Investigating Wikibase

TIB research report

Dan Scott <https://dscott.ca/#i>

Associate Librarian, Laurentian University

2018-07-24

Wikibase

Open source (GPL v2 or later) project on which Wikidata is built
It scales!
- 50M items
- 5,000 properties
- 450M claims

Why Wikibase?

It exists now
Designed for collaboratively building and maintaining a dataset
Active development community
- Extensions and development efforts might be embraced
- Skills learned may be reused in other projects
Good platform for rapid prototyping

Core features built-in

Rich data model
Basic item, property, and claim editor interface
Per-page discussion and revision history
Authentication and authorization controls
Multilingual labels, descriptions, search
Self-hosting ontology
Content negotiation for per-item or bulk RDF dumps
MediaWiki API with bindings in Python, Java, JavaScript, etc
Integration with OpenRefine 3.0

SPARQL endpoint

Built on Blazegraph
Autocomplete query editor
Various visualizations (maps, graphs, etc)
Loosely coupled via RDF updates

11 built-in datatypes

External identifier	Geographic coordinates
Geographic shape	Item
Monolingual text	Point in time
Property	Quantity
String	URL
Media file*	Tabular data*

* maintained in Wikimedia Commons

Community

Channels on IRC, mailing lists, Wikidata itself, Phabricator (project management software), Discourse
- Initial response was slow: prep + unknown newbie == limited cycles?
- Weekly Technical Advice IRC Meeting worked
Docker images via docker-compose (8 images in all)
- Images were a release behind, so I updated them

Minimal ORKG infrastructure

A data model for semantically representing scholarly communication
A scalable graph-storage backend infrastructure […] exposing a comprehensive API
User interface widgets and components for collaborative authoring and curation of the graph
Semi-automated semantic integration, search, extraction and recommendation services

Auer, Sören et al (2018).
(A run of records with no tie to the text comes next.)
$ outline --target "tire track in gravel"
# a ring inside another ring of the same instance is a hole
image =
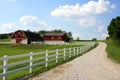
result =
[[[120,80],[120,64],[107,58],[105,43],[71,62],[29,80]]]

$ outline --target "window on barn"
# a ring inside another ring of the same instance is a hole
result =
[[[52,36],[51,39],[54,39],[54,37]]]
[[[58,37],[58,39],[61,39],[61,37]]]

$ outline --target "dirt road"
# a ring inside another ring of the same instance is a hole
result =
[[[106,44],[29,80],[120,80],[120,64],[107,58]]]

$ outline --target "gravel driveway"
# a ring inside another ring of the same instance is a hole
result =
[[[120,80],[120,64],[107,58],[106,44],[29,80]]]

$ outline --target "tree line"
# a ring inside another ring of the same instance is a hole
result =
[[[30,31],[30,30],[27,30],[27,31]],[[32,31],[30,31],[32,32]],[[40,31],[34,31],[34,33],[37,33],[37,34],[40,34],[40,35],[44,35],[45,33],[47,32],[66,32],[66,31],[62,31],[61,29],[55,29],[55,30],[52,30],[52,31],[46,31],[46,30],[40,30]],[[72,33],[71,32],[66,32],[67,33],[67,36],[69,37],[69,40],[73,40],[73,37],[72,37]],[[9,39],[10,36],[12,35],[13,33],[4,33],[4,34],[0,34],[0,39]],[[68,39],[66,39],[67,41]]]
[[[111,20],[108,25],[108,34],[109,38],[120,41],[120,16]]]

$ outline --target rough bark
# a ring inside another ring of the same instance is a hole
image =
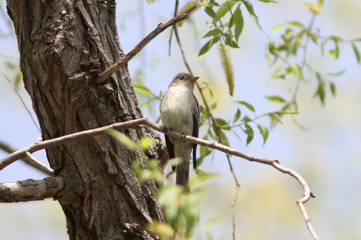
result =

Towards an Open Research Knowledge Graph. https://doi.org/10.5281/zenodo.1157185

Wikibase for ORKG?

Data model lacks RDF for every revision
- Updated RDF is loaded every ten seconds; retain every change with provenance?
Backend is scalable, generates RDF, has an API
Authoring UI satisfies some use cases
SPARQL endpoint arguably supports semantic integration, search, and extraction
- Recommendation service (beyond autocomplete) needs work

Other Wikibase concerns

Limited support for expressing RDFS or OWL ontologies
- An ontology could be hardcoded into the RDF output
- Or support for owl:equivalentProperty, etc could follow canonicalUriProperty approach
Limited adoption by independent projects
- A showcase opportunity for ORKG?

owl:complementOf, owl:onPrperty, owl:DataProperty, owl:ObjectProperty, owl:Restriction, owl:Thing, rdf:type

ORKG observations

Premises

Current focus is on the technology stack
It is a huge amount of work to do to design, build, test, and document a full stack
Prototypes would help validate design decisions and guide implementation efforts

Open issues? (1/2)

Granularity of statements to be added to the graph
Just URIs for publications, or more?
- If more, reuse an existing publication ontology or mint a new one?
11 relations in ORKG, or CITO's roughly 40 citation types, etc
Vocabulary for classifying research areas: ANZSRC? (for example, Computer vision)

Open issues? (2/2)

Data entry techniques need different prototypes:
- Form linked from conference / article submission
- Retrospective conversion
- Automated vs. manual approaches
- Curation: creation vs. editing vs. administration
Output prototypes
- Visualizations of research domains
- Research area summaries and trends
- Generated systematic reviews